Philippine carrier Lorenzo Shipping Corporation (LSC) has reported a net loss of P64.38 million in the first quarter of 2017, slightly lower than the P67.32 million in net loss posted in the same period last year despite higher volumes handled.

For the first quarter of this year, LSC handled 13% more volume, tallying 22,654 twenty-foot equivalent units (TEUs), up from 19,950 TEUs in the same period in 2016. LSC said the improvement was propelled by efforts to recapture lost accounts and acquire fresh ones.

But in spite of higher volumes, LSC said overall revenue fell 4% to P542 million from P566 million in the first quarter of 2016, affected by the lower revenue per TEU.

Average freight rate per TEU  was dragged down by the continued increase in TEU supply and the number of vessels servicing domestic freight, said the carrier.

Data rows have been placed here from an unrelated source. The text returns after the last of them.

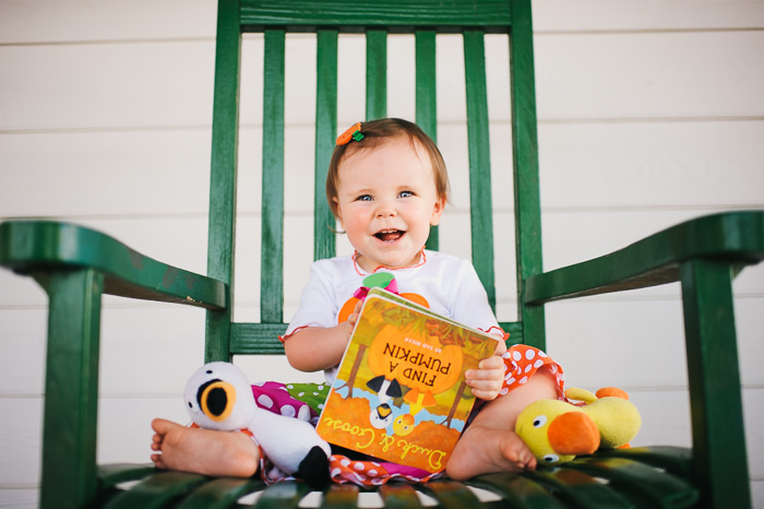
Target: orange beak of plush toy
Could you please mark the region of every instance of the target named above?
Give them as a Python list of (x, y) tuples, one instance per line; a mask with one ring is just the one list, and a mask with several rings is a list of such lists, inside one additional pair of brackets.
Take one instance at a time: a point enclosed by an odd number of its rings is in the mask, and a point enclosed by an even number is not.
[(592, 454), (599, 448), (599, 429), (583, 412), (568, 412), (549, 425), (549, 443), (560, 454)]

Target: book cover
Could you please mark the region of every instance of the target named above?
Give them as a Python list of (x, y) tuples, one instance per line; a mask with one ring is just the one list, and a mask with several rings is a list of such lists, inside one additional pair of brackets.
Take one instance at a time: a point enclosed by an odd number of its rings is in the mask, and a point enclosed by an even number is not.
[(434, 473), (475, 403), (464, 374), (496, 338), (372, 288), (318, 424), (326, 441)]

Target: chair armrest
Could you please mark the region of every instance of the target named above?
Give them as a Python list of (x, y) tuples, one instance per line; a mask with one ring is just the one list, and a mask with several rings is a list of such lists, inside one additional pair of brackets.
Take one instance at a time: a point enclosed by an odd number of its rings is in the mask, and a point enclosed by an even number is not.
[(729, 262), (736, 269), (764, 259), (764, 211), (697, 217), (619, 251), (528, 277), (523, 298), (539, 305), (562, 298), (644, 288), (679, 281), (693, 259)]
[(225, 283), (158, 262), (108, 235), (67, 223), (0, 224), (0, 265), (40, 282), (52, 271), (94, 269), (104, 274), (107, 294), (207, 309), (227, 304)]

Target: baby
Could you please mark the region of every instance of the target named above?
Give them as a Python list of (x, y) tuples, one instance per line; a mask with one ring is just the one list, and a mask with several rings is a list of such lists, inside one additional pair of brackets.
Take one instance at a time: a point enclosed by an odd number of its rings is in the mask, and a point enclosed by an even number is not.
[[(348, 240), (350, 257), (319, 260), (282, 341), (296, 369), (323, 370), (334, 381), (360, 305), (348, 308), (369, 274), (392, 272), (402, 293), (415, 294), (433, 311), (497, 335), (496, 355), (466, 374), (482, 400), (446, 465), (466, 480), (482, 473), (534, 469), (536, 459), (514, 426), (529, 403), (562, 393), (562, 369), (524, 345), (509, 351), (473, 265), (425, 250), (430, 226), (447, 201), (445, 164), (434, 142), (401, 119), (358, 123), (337, 140), (326, 198)], [(186, 428), (164, 419), (155, 430), (152, 460), (158, 467), (207, 475), (250, 476), (260, 451), (241, 433)], [(409, 476), (410, 477), (410, 476)]]

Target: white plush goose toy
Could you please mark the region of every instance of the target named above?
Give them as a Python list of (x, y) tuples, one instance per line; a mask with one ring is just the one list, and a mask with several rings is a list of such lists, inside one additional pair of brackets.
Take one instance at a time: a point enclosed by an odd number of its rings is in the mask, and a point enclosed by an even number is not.
[(244, 374), (230, 363), (208, 363), (189, 378), (186, 410), (202, 428), (249, 429), (267, 458), (314, 488), (330, 481), (329, 443), (299, 418), (260, 409)]

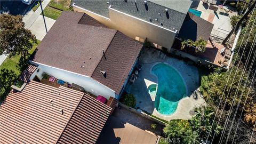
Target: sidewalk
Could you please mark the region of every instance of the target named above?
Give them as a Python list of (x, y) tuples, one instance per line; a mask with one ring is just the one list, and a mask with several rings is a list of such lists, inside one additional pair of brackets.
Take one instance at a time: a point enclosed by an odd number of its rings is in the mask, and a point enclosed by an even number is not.
[[(43, 10), (46, 7), (50, 0), (44, 0), (42, 3)], [(30, 10), (23, 17), (22, 20), (25, 23), (25, 28), (30, 30), (33, 34), (36, 36), (37, 39), (42, 41), (46, 35), (46, 30), (44, 24), (41, 7), (39, 6), (35, 12)], [(47, 31), (52, 27), (55, 20), (44, 17)], [(4, 62), (7, 55), (2, 54), (0, 55), (0, 65)]]

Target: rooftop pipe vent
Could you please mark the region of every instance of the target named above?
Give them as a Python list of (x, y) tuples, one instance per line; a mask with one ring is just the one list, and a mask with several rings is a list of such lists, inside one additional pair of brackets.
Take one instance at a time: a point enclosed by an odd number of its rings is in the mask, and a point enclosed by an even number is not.
[(107, 73), (106, 71), (100, 70), (100, 73), (101, 73), (101, 74), (102, 74), (103, 76), (105, 78), (106, 78), (107, 77)]

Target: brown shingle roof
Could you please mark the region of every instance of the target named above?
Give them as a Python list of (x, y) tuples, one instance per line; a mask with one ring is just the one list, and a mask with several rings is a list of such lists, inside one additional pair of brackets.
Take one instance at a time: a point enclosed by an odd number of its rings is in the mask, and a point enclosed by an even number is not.
[(28, 82), (30, 78), (31, 75), (33, 74), (34, 71), (36, 70), (37, 67), (33, 65), (30, 65), (28, 67), (23, 71), (20, 78), (24, 82)]
[[(119, 94), (142, 47), (118, 31), (105, 53), (106, 59), (102, 57), (92, 77)], [(106, 78), (100, 71), (106, 72)]]
[(63, 12), (39, 44), (34, 61), (91, 76), (119, 94), (142, 44), (105, 27), (86, 14)]
[(22, 92), (12, 91), (0, 107), (0, 141), (55, 142), (83, 94), (33, 81)]
[(85, 94), (57, 143), (95, 143), (111, 110)]
[(83, 15), (63, 12), (38, 45), (34, 61), (91, 76), (101, 59), (102, 49), (107, 50), (116, 30), (92, 26), (97, 23), (92, 19), (88, 22), (90, 25), (79, 24)]

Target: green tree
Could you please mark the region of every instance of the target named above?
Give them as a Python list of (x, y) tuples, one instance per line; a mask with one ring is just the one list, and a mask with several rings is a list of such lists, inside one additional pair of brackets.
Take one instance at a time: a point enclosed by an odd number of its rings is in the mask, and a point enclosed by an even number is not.
[(200, 143), (200, 135), (197, 131), (191, 130), (186, 131), (183, 138), (183, 142), (187, 144), (196, 144)]
[[(195, 115), (190, 121), (192, 129), (198, 131), (201, 138), (206, 139), (210, 133), (212, 137), (212, 133), (215, 131), (218, 135), (220, 133), (221, 127), (217, 125), (215, 122), (213, 122), (214, 112), (212, 108), (207, 107), (205, 108), (197, 108), (195, 111)], [(212, 124), (213, 123), (213, 127)]]
[(180, 49), (181, 50), (185, 49), (187, 47), (190, 47), (193, 46), (196, 48), (196, 52), (204, 52), (205, 51), (207, 42), (200, 37), (195, 42), (189, 39), (183, 40), (181, 42), (181, 47), (180, 47)]
[(0, 54), (21, 54), (26, 59), (33, 43), (36, 43), (36, 37), (25, 28), (21, 15), (0, 14)]
[(178, 138), (182, 137), (184, 127), (181, 126), (179, 121), (178, 119), (170, 121), (163, 130), (168, 138)]

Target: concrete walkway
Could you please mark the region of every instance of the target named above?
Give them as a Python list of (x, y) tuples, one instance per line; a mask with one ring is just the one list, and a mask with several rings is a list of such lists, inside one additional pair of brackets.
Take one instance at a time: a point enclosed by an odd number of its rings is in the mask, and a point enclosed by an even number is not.
[[(50, 2), (49, 0), (44, 0), (42, 3), (43, 10), (46, 7)], [(41, 13), (42, 9), (39, 6), (35, 12), (29, 12), (23, 17), (25, 27), (29, 29), (32, 34), (36, 36), (36, 38), (40, 41), (42, 41), (47, 34), (45, 25), (47, 31), (49, 31), (56, 21), (55, 20), (44, 17), (45, 23), (43, 17), (41, 15)]]

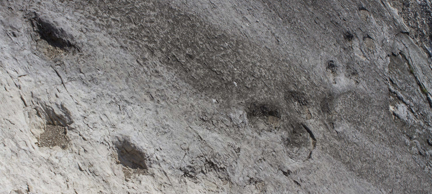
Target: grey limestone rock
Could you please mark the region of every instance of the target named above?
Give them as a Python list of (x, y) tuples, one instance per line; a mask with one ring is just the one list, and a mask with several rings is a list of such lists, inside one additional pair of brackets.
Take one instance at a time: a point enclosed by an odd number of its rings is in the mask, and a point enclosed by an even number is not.
[(431, 3), (1, 1), (0, 193), (430, 193)]

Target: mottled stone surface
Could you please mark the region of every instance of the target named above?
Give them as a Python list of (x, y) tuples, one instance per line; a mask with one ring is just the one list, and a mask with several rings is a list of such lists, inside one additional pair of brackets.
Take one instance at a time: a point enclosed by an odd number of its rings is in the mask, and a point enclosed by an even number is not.
[(0, 1), (0, 193), (430, 193), (404, 2)]

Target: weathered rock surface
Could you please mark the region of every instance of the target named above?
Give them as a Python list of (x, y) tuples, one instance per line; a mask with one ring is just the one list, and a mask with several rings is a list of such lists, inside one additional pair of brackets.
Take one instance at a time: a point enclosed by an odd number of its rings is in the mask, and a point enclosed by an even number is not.
[(431, 3), (0, 1), (0, 193), (430, 193)]

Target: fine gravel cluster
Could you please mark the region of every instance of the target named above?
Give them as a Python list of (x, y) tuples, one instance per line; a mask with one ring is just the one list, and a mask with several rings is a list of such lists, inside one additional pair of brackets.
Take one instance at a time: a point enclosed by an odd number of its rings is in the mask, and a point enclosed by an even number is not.
[(41, 147), (58, 146), (64, 149), (67, 145), (66, 133), (62, 126), (47, 125), (38, 138), (38, 144)]
[(392, 0), (390, 3), (409, 27), (409, 31), (402, 33), (409, 34), (432, 57), (432, 0)]
[(431, 3), (0, 1), (0, 194), (430, 194)]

Direct costs amounted to P556 million, an increase of 3% from P540 million reported in the same period in 2016. The carrier said this is due to higher terminal costs, primarily container yard rental caused by new port authority regulations on dock storage space, and materials and supplies used for the repair and maintenance of containers and machinery and equipment. With the higher cost and lower revenue, gross profit was under pressure, resulting in a negative P13 million ]loss?[ for the period.

In a bid to return to profit, LSC, which has been reporting losses since 2015, said it is now executing a major turnaround project to address bottom line concerns.

Major initiatives being undertaken include the constant review of vessel and service combinations to ensure the right one for a particular route given changing market conditions.

A flexible and situational pricing scheme is also being adopted without necessarily having to distort market levels. Efforts are likewise being done to renegotiate the terms of contracts of big-volume accounts.

The company is also working on significantly reducing operating costs like those on trucking, terminal, lift-on, lift-off, and container van rental through a more focused and agile organization and the use of appropriate technology.

Emphasis is being given as well to substantially bringing down repositioning costs through intensified marketing and sales efforts northbound. Fuel and lube oil consumption is being managed, too, through constant engine performance analysis along with adjusting vessels’ speed where necessary.

At the same time, LSC is implementing a profit leak management program which seeks to reduce claims and improve the billing and collection cycle. It also continues to sell excess assets.